Watershed
The lagoon watershed is home to 2,284 square miles of amazing natural beauty, and its waters span an impressive 353 square miles.
Five counties border the lagoon and seven counties are within the watershed.
The five inlets connecting the lagoon with the Atlantic Ocean create a flow of water between the two bodies of water. The inlet at Port Canaveral has locks that help to regulate the water exchange and keep the port basin separate from the lagoon.
The lagoon is a 156-mile-long estuary where salt water from the Atlantic Ocean mixes with freshwater from the land and tributaries. The resulting brackish (slightly salty) water is moved more by the wind than by the tide and does not flow from headwaters to a mouth like a river. The width of the lagoon can vary greatly, depending on the amount of freshwater flowing into it.

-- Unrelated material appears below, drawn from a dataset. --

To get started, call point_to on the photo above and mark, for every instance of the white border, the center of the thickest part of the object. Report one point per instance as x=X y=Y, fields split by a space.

The Indian River Lagoon comprises three lagoons:
- Mosquito Lagoon (from Ponce de Leon Inlet to the north end of Merritt Island)
- Banana River (an offshoot of the Indian River on Merritt Island’s eastern shore)
- Indian River (the main body of water, extending from northern Brevard County to the southern boundary of Martin County)
Wildlife
The lagoon basin is home to a large number of species relative to other estuaries in North America.
- 685 fish species
- 370 bird species
- 2,100 plant species
- 2,200 animal species
Some of the highest numbers of nesting sea turtles in the western hemisphere can be found on the ocean beaches in the lagoon region.
The lovely lagoon is the only place in the world you’ll find the Atlantic salt marsh snake!
Plant life
The northern Indian River Lagoon is a beautiful place where mangrove-dominated wetlands and maritime hammocks transition into herbaceous salt marshes.
There are plenty of salt marshes in the lagoon – 27 percent of eastern Florida’s coastal salt marshes, to be exact!